Steal, but Make It Your Own

This one can be a bit dangerous if you don’t know what you are doing. The worst thing that can be done to a fellow writer is to plagiarize their work. In my line of work of content writing, I cannot tell you how many times I have seen it. I have been handed assignments, written by other freelancers, to fix. As I am editing, I find that nearly half of it is direct quotes from other sites. Stealing another writer’s work is a slap in the face and totally disrespectful to the art of writing. Don’t do it.

One exception to this rule is making it your own. I don’t mean rewriting SK’s Carrie with the title Sherrie. Or writing a munchkin novel called The Duke of the Bracelets. Making it your own is taking an idea and putting your voice, your personal experience, and your words to it.

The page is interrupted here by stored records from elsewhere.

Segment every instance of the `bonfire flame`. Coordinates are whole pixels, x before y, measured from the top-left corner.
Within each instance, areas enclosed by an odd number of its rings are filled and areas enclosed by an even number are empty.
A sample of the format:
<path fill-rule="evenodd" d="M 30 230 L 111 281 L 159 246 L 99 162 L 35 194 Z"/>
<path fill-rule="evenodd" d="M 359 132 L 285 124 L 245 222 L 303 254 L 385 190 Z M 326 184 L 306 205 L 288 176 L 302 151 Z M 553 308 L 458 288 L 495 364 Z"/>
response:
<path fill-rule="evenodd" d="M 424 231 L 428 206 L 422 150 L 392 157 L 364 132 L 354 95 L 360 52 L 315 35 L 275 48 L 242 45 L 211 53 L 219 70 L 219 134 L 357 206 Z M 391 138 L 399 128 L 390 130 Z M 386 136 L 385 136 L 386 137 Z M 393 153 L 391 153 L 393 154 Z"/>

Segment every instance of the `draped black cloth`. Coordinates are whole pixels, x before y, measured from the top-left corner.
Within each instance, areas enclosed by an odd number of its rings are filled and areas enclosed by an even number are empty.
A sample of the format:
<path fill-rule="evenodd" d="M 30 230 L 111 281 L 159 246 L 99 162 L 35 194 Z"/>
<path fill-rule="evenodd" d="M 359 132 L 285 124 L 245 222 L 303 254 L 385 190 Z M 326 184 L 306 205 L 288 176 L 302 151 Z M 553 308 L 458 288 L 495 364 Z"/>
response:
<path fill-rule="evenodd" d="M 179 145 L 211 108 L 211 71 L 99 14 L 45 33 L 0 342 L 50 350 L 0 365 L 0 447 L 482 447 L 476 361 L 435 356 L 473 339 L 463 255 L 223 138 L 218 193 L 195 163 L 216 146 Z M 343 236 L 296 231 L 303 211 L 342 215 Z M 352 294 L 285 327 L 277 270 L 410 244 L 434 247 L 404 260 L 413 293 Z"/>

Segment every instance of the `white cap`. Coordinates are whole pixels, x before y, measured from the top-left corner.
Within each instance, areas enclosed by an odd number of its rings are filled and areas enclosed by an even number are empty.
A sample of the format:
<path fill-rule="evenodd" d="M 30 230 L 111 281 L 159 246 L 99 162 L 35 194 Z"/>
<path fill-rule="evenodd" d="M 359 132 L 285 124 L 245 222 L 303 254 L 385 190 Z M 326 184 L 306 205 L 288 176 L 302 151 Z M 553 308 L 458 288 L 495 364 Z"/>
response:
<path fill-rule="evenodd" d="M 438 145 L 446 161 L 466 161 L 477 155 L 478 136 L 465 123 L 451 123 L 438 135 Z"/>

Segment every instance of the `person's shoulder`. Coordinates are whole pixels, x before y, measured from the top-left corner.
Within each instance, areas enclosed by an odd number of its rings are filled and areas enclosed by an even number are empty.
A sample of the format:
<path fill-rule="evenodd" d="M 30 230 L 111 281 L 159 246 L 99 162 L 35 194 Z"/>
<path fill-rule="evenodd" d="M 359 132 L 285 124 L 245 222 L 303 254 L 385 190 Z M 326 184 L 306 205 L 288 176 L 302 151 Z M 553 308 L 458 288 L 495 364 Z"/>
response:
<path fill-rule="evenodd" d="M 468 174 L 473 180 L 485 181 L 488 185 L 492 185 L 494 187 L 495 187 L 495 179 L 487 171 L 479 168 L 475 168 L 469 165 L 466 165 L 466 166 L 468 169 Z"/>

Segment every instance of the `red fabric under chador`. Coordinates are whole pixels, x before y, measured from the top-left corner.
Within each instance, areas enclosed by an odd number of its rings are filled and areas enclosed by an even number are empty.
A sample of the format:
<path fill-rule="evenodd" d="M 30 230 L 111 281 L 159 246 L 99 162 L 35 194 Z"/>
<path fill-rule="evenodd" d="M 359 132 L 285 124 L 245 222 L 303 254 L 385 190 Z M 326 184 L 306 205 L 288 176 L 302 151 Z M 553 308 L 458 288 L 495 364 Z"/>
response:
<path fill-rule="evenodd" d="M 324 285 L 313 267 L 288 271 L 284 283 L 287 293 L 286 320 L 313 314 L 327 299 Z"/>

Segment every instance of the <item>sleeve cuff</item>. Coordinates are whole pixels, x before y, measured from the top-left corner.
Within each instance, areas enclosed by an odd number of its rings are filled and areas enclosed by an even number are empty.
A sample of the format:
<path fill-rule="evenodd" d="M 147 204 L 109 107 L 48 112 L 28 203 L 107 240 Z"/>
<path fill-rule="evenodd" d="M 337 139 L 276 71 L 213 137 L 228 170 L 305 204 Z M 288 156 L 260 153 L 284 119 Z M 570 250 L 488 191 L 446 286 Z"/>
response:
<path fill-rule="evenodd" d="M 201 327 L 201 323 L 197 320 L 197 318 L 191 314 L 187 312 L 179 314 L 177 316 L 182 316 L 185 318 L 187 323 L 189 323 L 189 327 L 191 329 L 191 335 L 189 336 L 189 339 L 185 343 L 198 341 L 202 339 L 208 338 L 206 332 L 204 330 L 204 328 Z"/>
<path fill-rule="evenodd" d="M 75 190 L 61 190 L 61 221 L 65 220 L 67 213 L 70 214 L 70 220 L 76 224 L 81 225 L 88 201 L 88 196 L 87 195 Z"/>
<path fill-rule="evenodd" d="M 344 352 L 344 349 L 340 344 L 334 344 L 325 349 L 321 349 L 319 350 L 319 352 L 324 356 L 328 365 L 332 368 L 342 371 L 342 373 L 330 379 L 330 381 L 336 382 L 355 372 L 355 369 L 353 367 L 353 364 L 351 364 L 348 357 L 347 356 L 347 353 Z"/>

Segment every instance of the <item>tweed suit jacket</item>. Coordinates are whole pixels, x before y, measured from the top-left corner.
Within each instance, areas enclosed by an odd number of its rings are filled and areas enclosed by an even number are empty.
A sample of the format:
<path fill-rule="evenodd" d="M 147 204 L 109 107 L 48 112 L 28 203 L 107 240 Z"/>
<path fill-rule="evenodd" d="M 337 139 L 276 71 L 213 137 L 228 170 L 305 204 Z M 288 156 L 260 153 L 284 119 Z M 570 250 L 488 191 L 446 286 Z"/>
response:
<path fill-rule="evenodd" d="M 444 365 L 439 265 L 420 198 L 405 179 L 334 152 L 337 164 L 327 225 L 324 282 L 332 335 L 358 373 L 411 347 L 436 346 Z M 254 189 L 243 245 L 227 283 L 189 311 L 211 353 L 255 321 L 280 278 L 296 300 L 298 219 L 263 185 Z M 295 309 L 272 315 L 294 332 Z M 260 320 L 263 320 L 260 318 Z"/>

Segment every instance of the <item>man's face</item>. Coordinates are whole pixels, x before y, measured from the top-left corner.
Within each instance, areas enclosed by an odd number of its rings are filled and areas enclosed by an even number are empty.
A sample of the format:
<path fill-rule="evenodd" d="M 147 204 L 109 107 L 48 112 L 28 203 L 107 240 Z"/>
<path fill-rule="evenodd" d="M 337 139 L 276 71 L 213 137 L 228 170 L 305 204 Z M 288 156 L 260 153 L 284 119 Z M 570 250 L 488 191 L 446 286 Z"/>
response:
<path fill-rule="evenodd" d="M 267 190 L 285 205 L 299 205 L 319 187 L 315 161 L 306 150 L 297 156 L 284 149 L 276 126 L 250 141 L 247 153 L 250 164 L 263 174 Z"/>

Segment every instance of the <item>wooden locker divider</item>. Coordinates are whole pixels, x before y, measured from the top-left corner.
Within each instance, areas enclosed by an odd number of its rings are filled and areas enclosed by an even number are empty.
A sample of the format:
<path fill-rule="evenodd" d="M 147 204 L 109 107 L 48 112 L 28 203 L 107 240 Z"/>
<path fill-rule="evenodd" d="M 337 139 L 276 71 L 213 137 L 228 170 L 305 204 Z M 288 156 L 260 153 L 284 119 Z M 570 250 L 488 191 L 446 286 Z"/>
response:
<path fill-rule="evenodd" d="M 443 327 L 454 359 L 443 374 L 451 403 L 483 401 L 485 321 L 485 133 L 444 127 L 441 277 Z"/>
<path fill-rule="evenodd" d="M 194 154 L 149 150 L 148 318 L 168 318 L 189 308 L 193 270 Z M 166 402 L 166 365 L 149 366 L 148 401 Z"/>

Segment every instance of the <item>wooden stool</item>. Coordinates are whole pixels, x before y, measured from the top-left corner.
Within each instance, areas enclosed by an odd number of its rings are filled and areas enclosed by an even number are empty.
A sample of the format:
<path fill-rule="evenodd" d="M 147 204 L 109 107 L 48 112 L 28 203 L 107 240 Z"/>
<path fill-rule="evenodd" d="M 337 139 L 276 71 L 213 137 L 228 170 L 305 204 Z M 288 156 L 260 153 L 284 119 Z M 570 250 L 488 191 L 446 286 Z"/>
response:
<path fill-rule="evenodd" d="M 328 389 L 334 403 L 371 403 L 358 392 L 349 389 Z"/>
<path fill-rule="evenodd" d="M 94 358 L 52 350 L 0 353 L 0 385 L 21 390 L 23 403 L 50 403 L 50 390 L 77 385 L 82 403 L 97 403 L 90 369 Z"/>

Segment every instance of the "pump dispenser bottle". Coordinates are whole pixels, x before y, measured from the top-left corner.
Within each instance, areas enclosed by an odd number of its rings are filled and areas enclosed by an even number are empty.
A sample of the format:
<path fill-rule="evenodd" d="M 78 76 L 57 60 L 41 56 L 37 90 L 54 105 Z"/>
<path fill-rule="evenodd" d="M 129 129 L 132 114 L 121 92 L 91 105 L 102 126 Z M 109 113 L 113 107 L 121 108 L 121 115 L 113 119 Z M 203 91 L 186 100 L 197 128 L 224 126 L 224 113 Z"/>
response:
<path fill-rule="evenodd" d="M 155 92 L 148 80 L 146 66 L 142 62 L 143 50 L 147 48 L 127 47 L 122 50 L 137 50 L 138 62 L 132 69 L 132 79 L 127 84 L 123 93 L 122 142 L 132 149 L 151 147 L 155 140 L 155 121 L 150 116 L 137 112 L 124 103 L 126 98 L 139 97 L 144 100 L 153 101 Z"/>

It is similar to the YA novel series that are out there. The Hunger Games, The Maze Runner, and Divergent. All three are pretty much the same story, but each has its own way of telling that same story. On a side note, if you have not read any of these, put all of them on your reading list. All are excellent. And the movies do nothing to compare with the works of each writer. (I’m ashamed of what they did with The Maze Runner, but that’s another story for another day.)

The point of taking an idea and making it your own is that when you are finished, one cannot tell that it belonged to the other writer.

Final Thoughts

But still, there are going to be times when you hit that brick wall, and all creativity comes to a stop. There are a few things you can do to try and overcome writer’s block.

The first thing you can do is to free-write. Whether it is a writing prompt, a journal entry, or just typing incoherent blabber, get your fingers moving. Writing prompts can be great at tapping into your creativity. Sometimes that’s all it takes to get you going again. A journal entry can get you past the anxiety you are feeling by simply writing what you feel. Write about your doubts and fears, then try and transition into how you want to overcome those feelings. This exercise can help you climb up over the obstacles in your way.

When all else fails, take a break. Walk away from the computer, the typewriter, or the pad of paper. Do something that will get your mind off of the block. Watch TV, read a book, do a crossword or Sudoku puzzle. If you exercise, go take a walk or hit the gym. Unless you are under a deadline, you can always come back later. After you have taken your mind off of the blank page and refocused it on another task, ideas may begin to flow again. That TV show or chapter in your book may spark something, just remember when that happens, be sure to make it your own.